You are viewing a plain text version of this content. The canonical link for it is here.

Posted to commits@druid.apache.org by GitBox <gi...@apache.org> on 2019/09/03 16:07:17 UTC

[GitHub] [incubator-druid] quenlang opened a new issue #8456: ingesting with high cardinality dimension have low performance

quenlang opened a new issue #8456: ingesting with high cardinality dimension have low performance
URL: https://github.com/apache/incubator-druid/issues/8456

Hello, @himanshug

I met a huge performance when I ingested with high cardinality dimensions. The ```uri_id``` and ```host_ip``` have a cardinality range 2000000000 to 5000000000.

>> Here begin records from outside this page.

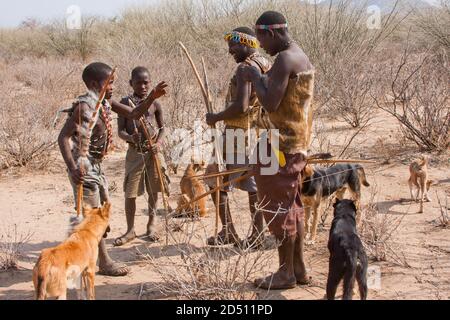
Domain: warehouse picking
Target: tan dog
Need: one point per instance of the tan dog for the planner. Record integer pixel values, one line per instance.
(419, 179)
(319, 184)
(72, 264)
(190, 189)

With the above two dimensions, 1 task consumed 2w/s. When I incremented task count to 18, the datasource only consumed 20w/s. Even though I incremented task count to 36, the datasource ingestion throughput always keeps 20w/s.
one of the tasks log:
[index_kafka_APP_NETWORK_DATA_MIN_JSON1_f25e9db0956e624_bebmfiod.txt](https://github.com/apache/incubator-druid/files/3570313/index_kafka_APP_NETWORK_DATA_MIN_JSON1_f25e9db0956e624_bebmfiod.txt)

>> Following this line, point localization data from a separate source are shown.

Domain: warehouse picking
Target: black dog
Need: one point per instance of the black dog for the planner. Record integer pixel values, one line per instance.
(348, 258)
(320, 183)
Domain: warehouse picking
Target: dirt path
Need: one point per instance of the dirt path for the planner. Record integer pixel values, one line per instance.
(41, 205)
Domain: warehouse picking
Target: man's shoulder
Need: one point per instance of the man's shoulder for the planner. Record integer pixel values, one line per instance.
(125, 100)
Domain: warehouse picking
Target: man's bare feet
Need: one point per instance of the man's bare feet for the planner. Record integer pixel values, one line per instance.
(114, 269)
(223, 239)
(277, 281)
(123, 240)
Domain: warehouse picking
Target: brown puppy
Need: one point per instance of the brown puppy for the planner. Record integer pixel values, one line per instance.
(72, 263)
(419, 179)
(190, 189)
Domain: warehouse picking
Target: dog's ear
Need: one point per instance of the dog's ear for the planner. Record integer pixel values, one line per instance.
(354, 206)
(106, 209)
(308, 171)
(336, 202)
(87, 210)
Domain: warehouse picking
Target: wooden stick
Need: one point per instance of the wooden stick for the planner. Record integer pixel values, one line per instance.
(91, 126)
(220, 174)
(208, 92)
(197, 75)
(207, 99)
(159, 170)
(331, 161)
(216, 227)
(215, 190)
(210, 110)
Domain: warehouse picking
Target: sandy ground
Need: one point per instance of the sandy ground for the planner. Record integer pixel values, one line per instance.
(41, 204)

Then I removed ```uri_id``` and ```host_ip``` from the dimension list, 18 tasks consumed 37w/s, seem as 2w * 18=36w. I incremented task count to 36, throughput was 60w/s.
one of the tasks log:
[index_kafka_APP_NETWORK_DATA_MIN_JSON1_361e588173127a7_peommncl.txt](https://github.com/apache/incubator-druid/files/3570326/index_kafka_APP_NETWORK_DATA_MIN_JSON1_361e588173127a7_peommncl.txt)

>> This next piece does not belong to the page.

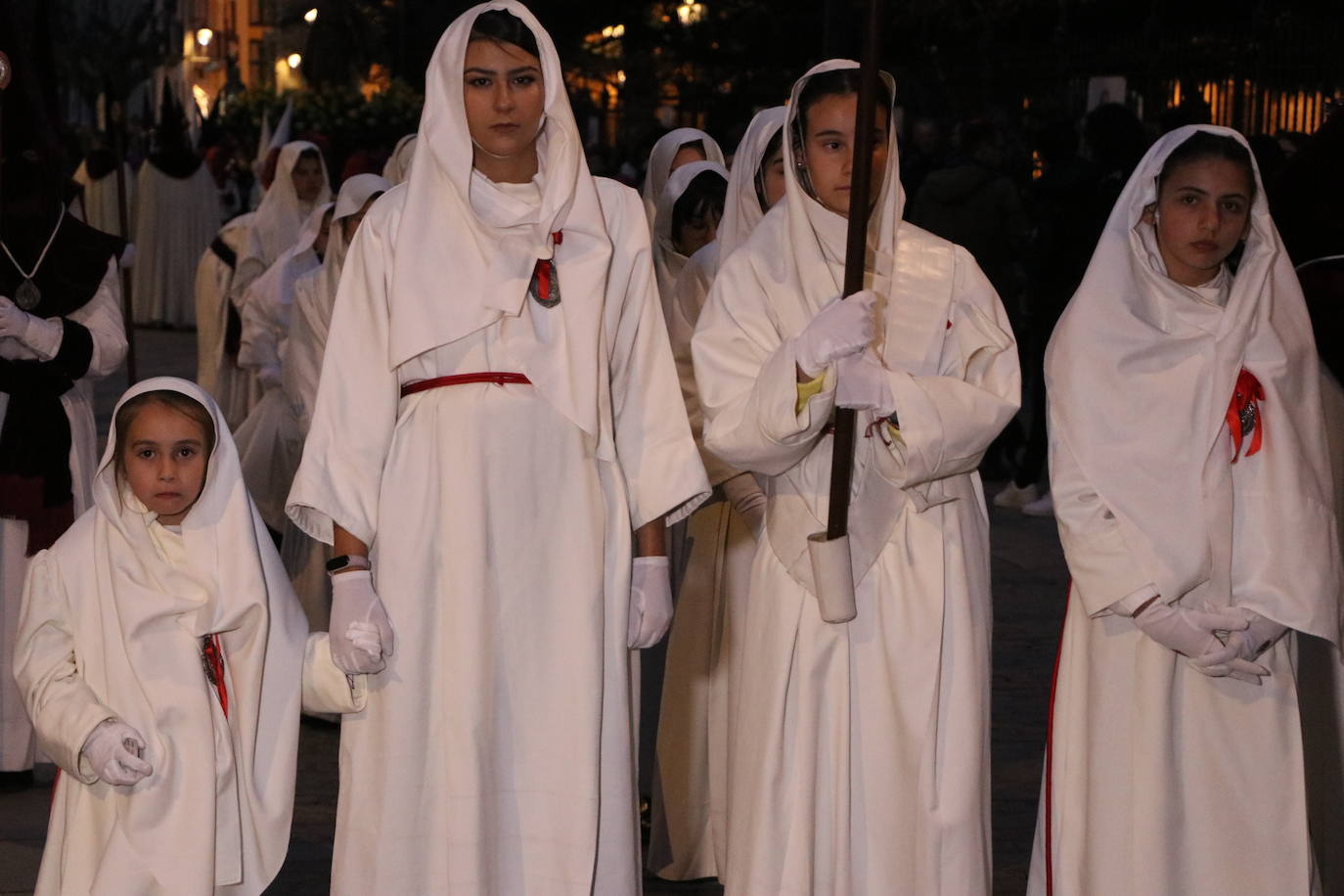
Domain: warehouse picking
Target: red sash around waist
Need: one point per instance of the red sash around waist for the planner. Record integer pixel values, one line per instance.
(499, 378)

I'm not understander that why increment task count but the throughput does not improve with high cardinality dimensions.

The num of Kafka topic partition is 36. If I partition data by ```hash(all dimensions)``` into topic partitions to reduce the dimensions cardinality which needs to be rolled in the task, does it improve the performance?

Is there any way to resolve this problem? Can you give me some advice?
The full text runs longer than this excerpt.